You probably had several things come to mind; maybe your product is integrated, easy to use and versatile enough that it has many possible applications across a number of industries.
But providing a long-winded list of every feature and potential benefit of your product is a poor selling technique. Instead, consider forming a unique selling proposition or USP.
A USP is a succinct statement of what your product or service does, how it solves for the customer’s challenge and why it’s better than other options in the market. By zeroing in on the one unique feature, benefit or use of your product, you can focus your sales and marketing strategies for a more targeted approach.
So How Do You Define Your USP, Anyway?
Trying to pinpoint the one defining characteristic of your product can sometimes feel like choosing a favorite child. You probably love everything about the product, and you can see it for everything it is and everything it has the potential to be.
But in the decision-making process, customers have short attention spans. If they don’t immediately see the true value of your product and how that value benefits them, they’ll move on.
You need to take off your rose-colored glasses. Consider the strengths and the weaknesses of your product — and then ask yourself, which of those strengths makes the weaknesses worthwhile? If you’re struggling, conducting a SWOT analysis is a great way to get down to the nitty-gritty of your product, your brand and your unique position in the market.
Analyze your competitors' sales and marketing materials, and try to figure out what their USPs are. What is setting them apart successfully? What is most appealing to the customer base? Where might they be struggling?
Additionally, you have to put yourself in your customer’s shoes. Ask yourself:
How are they actually using the product?
How does it affect their experiences?
What benefits do they reap from the product?
Why did they choose your brand over others?
What motivated their buying decision?
As the founder of Revlon once said, “in our factory, we make lipstick. In our advertising, we sell hope.” By focusing on what the product can do for the end-user, rather than the product itself, you can create more powerful sales and marketing strategies based on empathy and human connection.
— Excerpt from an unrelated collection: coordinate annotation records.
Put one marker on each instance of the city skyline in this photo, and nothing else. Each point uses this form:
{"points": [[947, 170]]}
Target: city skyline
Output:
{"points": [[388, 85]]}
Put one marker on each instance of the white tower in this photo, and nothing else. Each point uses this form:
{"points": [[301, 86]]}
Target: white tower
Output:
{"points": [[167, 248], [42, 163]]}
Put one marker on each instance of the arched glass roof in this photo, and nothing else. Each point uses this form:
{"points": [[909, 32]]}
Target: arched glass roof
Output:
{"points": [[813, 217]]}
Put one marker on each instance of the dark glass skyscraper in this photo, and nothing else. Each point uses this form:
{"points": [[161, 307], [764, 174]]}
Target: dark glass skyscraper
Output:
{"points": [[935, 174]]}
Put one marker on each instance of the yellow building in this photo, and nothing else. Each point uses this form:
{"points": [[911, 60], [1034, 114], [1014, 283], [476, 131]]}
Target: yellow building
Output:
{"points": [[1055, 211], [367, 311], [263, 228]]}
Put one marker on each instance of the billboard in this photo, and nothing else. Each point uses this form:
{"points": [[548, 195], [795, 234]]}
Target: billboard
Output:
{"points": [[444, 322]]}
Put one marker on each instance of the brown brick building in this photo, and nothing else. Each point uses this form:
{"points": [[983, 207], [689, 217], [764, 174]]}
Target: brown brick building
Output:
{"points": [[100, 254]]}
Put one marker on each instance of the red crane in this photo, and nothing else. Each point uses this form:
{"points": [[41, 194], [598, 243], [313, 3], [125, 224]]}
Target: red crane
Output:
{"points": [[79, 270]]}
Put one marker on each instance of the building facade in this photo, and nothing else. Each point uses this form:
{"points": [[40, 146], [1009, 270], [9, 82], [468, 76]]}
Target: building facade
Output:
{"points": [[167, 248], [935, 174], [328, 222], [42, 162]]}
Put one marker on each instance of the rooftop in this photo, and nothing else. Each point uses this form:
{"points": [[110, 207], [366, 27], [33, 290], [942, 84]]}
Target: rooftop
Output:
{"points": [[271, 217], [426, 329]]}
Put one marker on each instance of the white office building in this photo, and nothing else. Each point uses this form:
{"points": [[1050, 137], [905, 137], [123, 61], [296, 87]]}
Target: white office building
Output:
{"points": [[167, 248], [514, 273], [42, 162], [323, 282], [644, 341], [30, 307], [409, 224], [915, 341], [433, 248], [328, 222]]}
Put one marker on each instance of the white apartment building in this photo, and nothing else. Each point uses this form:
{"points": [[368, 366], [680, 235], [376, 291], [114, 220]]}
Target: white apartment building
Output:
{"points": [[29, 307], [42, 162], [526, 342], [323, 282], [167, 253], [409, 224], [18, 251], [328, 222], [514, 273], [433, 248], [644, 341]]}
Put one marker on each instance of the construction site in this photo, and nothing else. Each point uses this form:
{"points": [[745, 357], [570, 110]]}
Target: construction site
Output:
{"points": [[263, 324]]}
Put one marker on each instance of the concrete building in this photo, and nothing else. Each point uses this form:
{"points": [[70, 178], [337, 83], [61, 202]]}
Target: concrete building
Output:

After all, you can provide prospects with a list of product specs all day, but if you can’t quickly and clearly convey the greener grass on the other side of the buying decision, then they’ll move on to the first competitor who can.
Before I go on, it’s important to note that the USP is not the same thing as your brand. Your brand is created through the story, personality and values of your company as a whole — sometimes, branding takes shape without you even realizing it. The USP, on the other hand, is focused on the unique benefits of your product for your customers.
Regardless, you should be able to find some harmony between your brand, product, USP and ideal customer base. The most successful sales and marketing strategies occur when all of these components are working in tandem.
Once you’ve defined your USP, you need to make sure it’s present throughout every part of your marketing and sales process.
Use the USP to create alignment between your marketing and sales teams. When marketers understand how to position the USP in marketing content and salespeople can speak to it in a sales conversation, the resulting consistency creates peace of mind for prospects.
Even in the most saturated of markets, a strong USP can be all you need to set yourself apart.